Think about that for a moment--certain knowledge is outlawed.

But what if you had a much better reason to look information like that up? What if you caught your kid making a chlorine bomb in your back yard one day? You don't want him to make another, so you clear out everything in the house that he could use to make another one. But how do you know what ingredients he used? Surely it takes more than chlorine to make a bomb, so you start googling. You find a whole mess of "chlorine bomb" videos on the YouTube. You also find, in these videos, instructions on how to make said "chlorine bombs". But, thanks to these rooms at ISPs around the country, the USG now knows you're researching both "bomb making" and "chlorine bombs."

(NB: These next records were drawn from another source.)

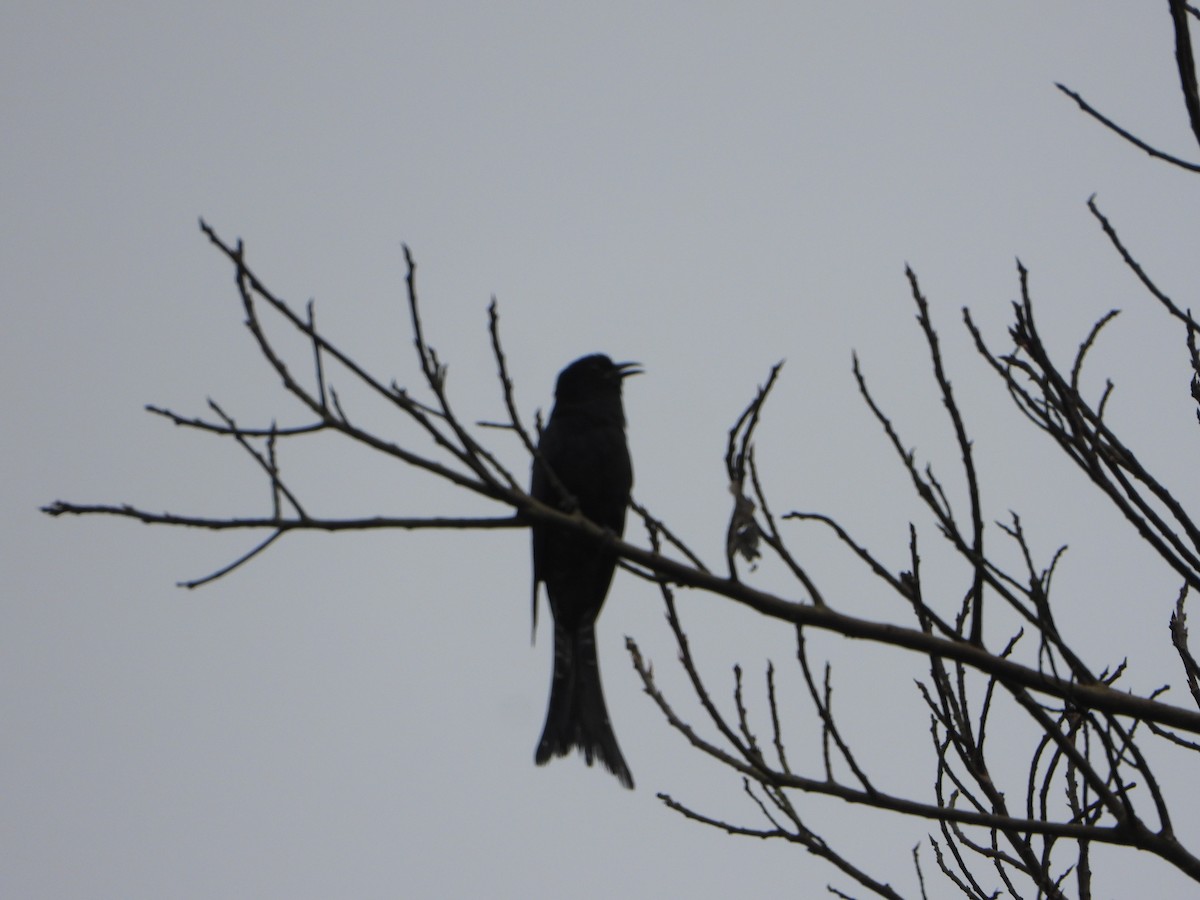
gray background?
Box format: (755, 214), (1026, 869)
(5, 3), (1199, 897)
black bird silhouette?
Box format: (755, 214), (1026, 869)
(531, 354), (639, 789)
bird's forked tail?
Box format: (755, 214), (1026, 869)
(535, 624), (633, 789)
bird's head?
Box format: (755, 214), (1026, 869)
(554, 354), (642, 404)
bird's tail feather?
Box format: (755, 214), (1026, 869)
(535, 624), (634, 789)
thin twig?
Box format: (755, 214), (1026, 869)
(1055, 83), (1200, 173)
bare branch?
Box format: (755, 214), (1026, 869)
(1170, 0), (1200, 151)
(42, 503), (523, 532)
(1055, 82), (1200, 173)
(906, 268), (986, 644)
(724, 362), (783, 578)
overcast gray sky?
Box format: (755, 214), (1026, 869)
(5, 3), (1200, 897)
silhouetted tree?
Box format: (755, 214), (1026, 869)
(45, 2), (1200, 896)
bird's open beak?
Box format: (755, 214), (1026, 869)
(615, 361), (643, 379)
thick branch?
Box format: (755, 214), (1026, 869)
(1170, 0), (1200, 152)
(46, 488), (1200, 736)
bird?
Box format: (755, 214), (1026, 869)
(531, 353), (639, 789)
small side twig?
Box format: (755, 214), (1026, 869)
(1170, 585), (1200, 710)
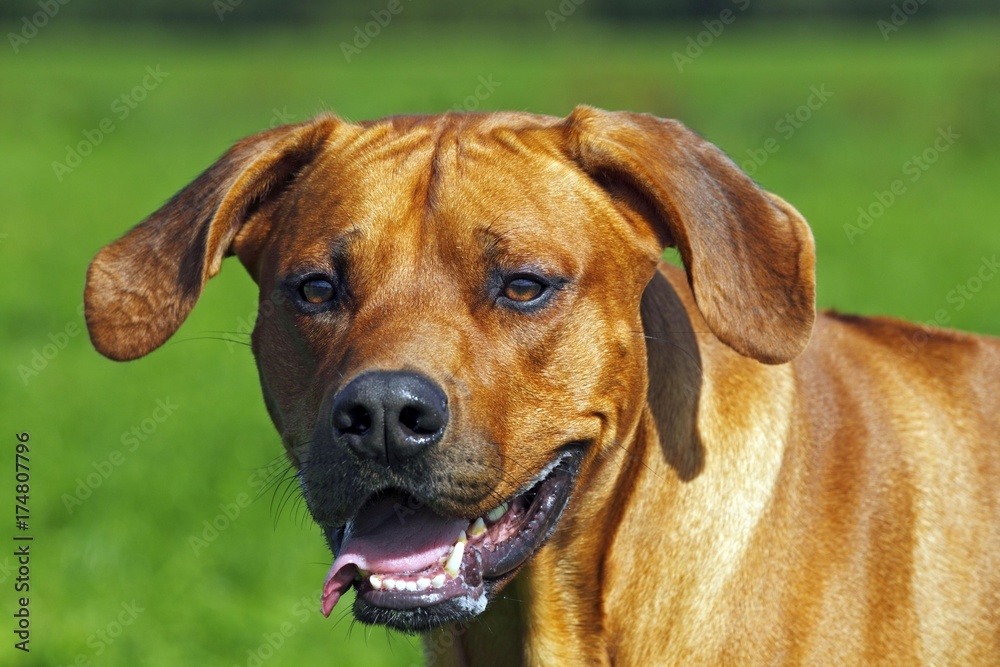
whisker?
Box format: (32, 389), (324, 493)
(169, 335), (251, 347)
(629, 329), (704, 371)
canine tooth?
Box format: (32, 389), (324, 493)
(431, 574), (446, 588)
(370, 574), (383, 590)
(457, 530), (468, 545)
(486, 502), (509, 522)
(405, 581), (418, 592)
(444, 540), (465, 578)
(417, 577), (431, 590)
(469, 517), (487, 538)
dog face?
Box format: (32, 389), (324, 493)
(85, 108), (815, 632)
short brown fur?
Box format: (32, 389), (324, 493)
(86, 108), (1000, 666)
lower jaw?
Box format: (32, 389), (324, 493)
(352, 568), (524, 633)
(352, 580), (488, 633)
(348, 448), (582, 631)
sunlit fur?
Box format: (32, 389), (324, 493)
(86, 109), (1000, 666)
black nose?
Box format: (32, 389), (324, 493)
(330, 371), (448, 465)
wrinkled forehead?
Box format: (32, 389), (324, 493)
(268, 114), (638, 275)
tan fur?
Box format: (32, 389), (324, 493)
(86, 108), (1000, 666)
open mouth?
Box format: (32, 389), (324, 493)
(320, 448), (583, 631)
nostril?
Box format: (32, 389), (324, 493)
(331, 371), (448, 463)
(335, 404), (372, 436)
(399, 405), (441, 437)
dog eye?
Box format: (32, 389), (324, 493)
(503, 277), (546, 303)
(300, 278), (336, 304)
(495, 271), (567, 312)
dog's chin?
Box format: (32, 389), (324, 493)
(320, 447), (584, 633)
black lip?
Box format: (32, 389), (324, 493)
(353, 592), (489, 633)
(351, 447), (584, 632)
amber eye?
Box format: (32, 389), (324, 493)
(502, 277), (546, 303)
(300, 278), (335, 304)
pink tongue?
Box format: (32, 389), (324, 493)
(321, 496), (468, 616)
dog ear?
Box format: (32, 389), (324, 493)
(563, 106), (816, 364)
(85, 115), (340, 362)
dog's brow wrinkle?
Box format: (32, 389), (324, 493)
(475, 225), (506, 264)
(422, 117), (458, 219)
(329, 228), (362, 266)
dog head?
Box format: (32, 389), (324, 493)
(85, 107), (815, 632)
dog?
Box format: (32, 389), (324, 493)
(85, 107), (1000, 665)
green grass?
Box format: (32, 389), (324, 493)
(1, 18), (998, 666)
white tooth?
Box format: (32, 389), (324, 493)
(431, 574), (446, 588)
(486, 502), (509, 522)
(469, 517), (487, 538)
(417, 578), (431, 590)
(383, 578), (395, 590)
(457, 530), (468, 545)
(395, 580), (409, 592)
(369, 575), (382, 590)
(405, 581), (418, 592)
(444, 540), (465, 578)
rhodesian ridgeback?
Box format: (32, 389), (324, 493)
(85, 107), (1000, 666)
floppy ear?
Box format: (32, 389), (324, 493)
(85, 115), (340, 362)
(563, 105), (816, 364)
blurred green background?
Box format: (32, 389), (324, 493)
(2, 1), (999, 665)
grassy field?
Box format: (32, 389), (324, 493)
(1, 17), (998, 666)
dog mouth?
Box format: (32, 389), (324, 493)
(319, 448), (583, 631)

GOSHES, it's like a bad Jeff Foxworthy sketch!

"If you google for both 'bomb making' AND 'chlorine bombs', you might be a domestic terrorist!"

On the other hand, you might not be.

In fact, statistics show that the majority of humans on the planet are NOT terrorists--even ones that look up information on "bomb making"!

It's true!

However, thanks to this absurd paranoia that terrorism is a threat to the American way of life (it really isn't), we have equipment and software at offices of Internet providers around the nation that are watching our every Internet move. The bad news is that thanks to those new powers the Bush Administration got from Congress the other day (http://thepete.com/did-i-mention-that-bush-is-legally-lawless/), all of this is legal.

In fact, after all the uses of bomb-related keywords in this here post, the government DEFINITELY knows you're reading this blog.